All right, let's go ahead and run that and then we'll
wait for our helm chart to install all
the way it was deployed. But I'm sure there's
some resources still coming up.
Let's go ahead and check that. Oh,
sorry, Stormforge system.
All right. And as we can see, pods are still initializing and all that fun
stuff. So it'll probably take a few minutes and then we'll be able to
see everything in the portal, but we can just do a verify install
here really quick. All right, we can see that that was installed successfully.
Maybe it took like 15 seconds or so, 1015 seconds.

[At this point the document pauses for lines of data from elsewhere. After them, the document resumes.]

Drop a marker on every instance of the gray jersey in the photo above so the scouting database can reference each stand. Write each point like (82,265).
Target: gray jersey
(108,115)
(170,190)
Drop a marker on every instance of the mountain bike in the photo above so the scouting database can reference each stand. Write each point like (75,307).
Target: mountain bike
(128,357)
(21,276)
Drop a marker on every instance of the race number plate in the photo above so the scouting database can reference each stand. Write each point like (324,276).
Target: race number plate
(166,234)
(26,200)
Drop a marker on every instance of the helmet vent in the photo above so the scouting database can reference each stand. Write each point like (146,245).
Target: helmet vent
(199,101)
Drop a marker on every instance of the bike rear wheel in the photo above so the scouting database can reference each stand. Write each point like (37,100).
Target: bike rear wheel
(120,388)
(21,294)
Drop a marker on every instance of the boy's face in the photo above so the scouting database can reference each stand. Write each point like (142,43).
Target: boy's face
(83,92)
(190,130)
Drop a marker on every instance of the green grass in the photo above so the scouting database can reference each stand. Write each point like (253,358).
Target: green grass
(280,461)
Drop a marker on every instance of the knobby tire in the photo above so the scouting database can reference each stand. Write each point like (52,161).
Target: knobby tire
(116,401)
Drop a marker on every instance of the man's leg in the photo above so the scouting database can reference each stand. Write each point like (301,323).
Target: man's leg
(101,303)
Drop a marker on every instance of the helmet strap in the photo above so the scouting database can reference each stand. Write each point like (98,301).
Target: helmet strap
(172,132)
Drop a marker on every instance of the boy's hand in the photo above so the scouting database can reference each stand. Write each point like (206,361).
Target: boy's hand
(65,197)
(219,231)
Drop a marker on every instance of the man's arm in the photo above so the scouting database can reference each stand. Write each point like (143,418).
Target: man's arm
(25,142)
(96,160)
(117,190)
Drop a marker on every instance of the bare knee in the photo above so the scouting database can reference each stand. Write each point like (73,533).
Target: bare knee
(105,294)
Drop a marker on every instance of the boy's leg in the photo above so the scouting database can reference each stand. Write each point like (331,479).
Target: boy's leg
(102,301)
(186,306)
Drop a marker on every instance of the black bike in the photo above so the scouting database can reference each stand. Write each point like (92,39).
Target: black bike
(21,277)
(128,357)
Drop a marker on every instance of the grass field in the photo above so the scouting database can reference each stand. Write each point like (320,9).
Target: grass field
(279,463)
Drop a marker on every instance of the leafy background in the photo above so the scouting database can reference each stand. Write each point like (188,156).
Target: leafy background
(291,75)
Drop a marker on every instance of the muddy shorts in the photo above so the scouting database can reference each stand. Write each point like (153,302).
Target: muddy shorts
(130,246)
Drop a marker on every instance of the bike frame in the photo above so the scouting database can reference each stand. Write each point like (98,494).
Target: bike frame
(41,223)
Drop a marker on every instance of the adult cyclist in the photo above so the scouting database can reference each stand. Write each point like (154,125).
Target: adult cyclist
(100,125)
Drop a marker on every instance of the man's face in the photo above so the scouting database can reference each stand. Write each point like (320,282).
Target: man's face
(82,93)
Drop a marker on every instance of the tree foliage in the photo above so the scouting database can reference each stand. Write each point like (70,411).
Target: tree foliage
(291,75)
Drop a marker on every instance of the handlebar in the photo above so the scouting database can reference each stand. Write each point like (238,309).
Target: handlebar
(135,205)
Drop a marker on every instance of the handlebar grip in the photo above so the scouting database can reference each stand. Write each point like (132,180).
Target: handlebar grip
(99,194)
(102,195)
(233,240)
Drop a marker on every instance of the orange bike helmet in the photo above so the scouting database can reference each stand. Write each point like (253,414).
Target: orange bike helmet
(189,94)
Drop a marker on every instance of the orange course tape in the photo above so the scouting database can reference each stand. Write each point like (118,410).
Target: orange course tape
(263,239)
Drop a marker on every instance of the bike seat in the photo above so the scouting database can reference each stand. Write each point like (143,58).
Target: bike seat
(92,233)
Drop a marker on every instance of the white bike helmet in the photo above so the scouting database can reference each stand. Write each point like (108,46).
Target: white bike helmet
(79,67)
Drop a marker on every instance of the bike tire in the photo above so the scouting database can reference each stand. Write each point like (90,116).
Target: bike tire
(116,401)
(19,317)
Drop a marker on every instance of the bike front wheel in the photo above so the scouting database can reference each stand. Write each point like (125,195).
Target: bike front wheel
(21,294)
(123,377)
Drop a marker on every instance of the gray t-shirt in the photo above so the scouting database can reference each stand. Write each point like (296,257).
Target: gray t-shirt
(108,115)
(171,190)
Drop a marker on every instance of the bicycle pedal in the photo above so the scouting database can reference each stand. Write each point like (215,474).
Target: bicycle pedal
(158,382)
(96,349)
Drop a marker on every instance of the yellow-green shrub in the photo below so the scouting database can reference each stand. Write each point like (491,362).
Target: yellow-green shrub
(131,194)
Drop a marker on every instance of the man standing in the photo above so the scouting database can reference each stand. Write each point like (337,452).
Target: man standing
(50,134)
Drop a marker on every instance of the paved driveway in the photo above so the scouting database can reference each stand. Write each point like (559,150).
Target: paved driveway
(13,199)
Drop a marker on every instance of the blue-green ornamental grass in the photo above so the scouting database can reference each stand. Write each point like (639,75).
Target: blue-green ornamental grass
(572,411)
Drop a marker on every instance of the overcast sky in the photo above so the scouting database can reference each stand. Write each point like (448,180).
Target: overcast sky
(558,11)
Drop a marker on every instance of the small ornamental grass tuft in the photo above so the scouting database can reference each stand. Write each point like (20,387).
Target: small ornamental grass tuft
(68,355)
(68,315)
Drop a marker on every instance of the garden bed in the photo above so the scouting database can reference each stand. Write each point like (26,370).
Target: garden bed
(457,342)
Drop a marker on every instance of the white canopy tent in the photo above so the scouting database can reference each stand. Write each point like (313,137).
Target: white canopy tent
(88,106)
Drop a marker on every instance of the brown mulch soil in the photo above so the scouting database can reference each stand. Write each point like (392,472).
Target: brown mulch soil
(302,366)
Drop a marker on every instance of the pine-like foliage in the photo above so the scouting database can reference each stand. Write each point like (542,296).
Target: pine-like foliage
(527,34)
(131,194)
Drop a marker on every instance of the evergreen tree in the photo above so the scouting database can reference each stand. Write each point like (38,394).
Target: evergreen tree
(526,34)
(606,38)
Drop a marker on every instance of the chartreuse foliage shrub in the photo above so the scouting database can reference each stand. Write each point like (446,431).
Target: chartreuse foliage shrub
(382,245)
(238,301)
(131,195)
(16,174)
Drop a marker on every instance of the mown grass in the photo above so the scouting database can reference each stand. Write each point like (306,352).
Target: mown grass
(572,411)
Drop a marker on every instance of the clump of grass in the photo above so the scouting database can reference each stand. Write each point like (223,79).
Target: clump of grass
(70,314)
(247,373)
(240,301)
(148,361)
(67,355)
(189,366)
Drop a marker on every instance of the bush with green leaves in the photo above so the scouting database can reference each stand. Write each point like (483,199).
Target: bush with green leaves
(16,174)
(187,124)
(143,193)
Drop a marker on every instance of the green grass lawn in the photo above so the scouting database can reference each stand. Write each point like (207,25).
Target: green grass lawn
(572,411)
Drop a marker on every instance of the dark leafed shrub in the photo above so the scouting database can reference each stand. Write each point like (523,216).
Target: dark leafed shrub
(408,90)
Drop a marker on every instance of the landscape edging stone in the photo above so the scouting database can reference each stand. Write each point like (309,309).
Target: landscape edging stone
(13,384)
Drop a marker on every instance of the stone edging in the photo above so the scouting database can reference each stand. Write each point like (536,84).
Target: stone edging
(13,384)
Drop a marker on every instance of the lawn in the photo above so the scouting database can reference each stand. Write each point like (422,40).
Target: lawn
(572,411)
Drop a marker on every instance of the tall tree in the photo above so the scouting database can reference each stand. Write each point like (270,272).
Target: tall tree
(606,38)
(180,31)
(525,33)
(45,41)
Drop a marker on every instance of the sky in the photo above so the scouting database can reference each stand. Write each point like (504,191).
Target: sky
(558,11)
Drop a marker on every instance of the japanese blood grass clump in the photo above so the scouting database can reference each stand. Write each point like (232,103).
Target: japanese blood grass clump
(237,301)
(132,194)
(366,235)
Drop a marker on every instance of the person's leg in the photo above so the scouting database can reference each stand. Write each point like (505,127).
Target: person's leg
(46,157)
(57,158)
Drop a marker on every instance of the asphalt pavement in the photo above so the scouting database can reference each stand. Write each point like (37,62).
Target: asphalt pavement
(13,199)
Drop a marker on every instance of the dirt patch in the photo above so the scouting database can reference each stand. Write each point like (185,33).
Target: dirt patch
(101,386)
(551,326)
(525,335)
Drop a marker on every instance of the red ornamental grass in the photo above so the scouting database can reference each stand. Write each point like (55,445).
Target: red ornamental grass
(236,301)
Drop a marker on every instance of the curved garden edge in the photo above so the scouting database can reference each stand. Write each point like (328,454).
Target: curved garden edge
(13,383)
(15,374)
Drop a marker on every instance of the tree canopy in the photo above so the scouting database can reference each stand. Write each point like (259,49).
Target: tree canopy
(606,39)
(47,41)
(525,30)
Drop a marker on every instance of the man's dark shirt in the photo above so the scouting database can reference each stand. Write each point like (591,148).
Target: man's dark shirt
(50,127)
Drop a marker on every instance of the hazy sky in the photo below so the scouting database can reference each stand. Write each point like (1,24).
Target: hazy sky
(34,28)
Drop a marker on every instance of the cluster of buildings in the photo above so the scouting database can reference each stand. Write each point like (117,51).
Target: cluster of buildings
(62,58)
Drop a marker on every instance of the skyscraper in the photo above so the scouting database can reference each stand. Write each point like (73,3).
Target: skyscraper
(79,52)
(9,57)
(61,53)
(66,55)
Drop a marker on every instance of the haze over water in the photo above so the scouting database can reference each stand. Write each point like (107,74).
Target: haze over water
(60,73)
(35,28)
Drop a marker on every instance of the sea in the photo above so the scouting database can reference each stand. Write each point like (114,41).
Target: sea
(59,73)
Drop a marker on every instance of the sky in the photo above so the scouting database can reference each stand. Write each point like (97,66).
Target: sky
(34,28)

So we'll click finish were, and then as we can see
here is our portal. So we have everything from what's currently
being used, what we can optimize our
cluster information, the efficiency around our clusters
and around our namespaces. Again, total current request,
total optimized request. There's nothing going on here because this is just a demo
cluster, right? But we can see all of our information here
based on cluster, based on namespace, which is really
cool, and then based on workloads that are running, we also
have this optimize pro capability, which this
is more of a paid piece here. Stormforge is a paid
tool in general, and then we can
click on that performance button and we can create some new performance
testing, which is pretty cool. It's like benchmarks if we
want to. All right? And those are two tools that we
can use in cost and resource optimization to ensure that our
environments are running as expected. Again, we have one tool,
Stormforge SAS managed for you costs
money. And then we have Socivio, we can use it out of
the box. We do have to manage it ourselves. And with that,
thank you so much for joining me today, really do appreciate it and I hope
that you enjoyed the session.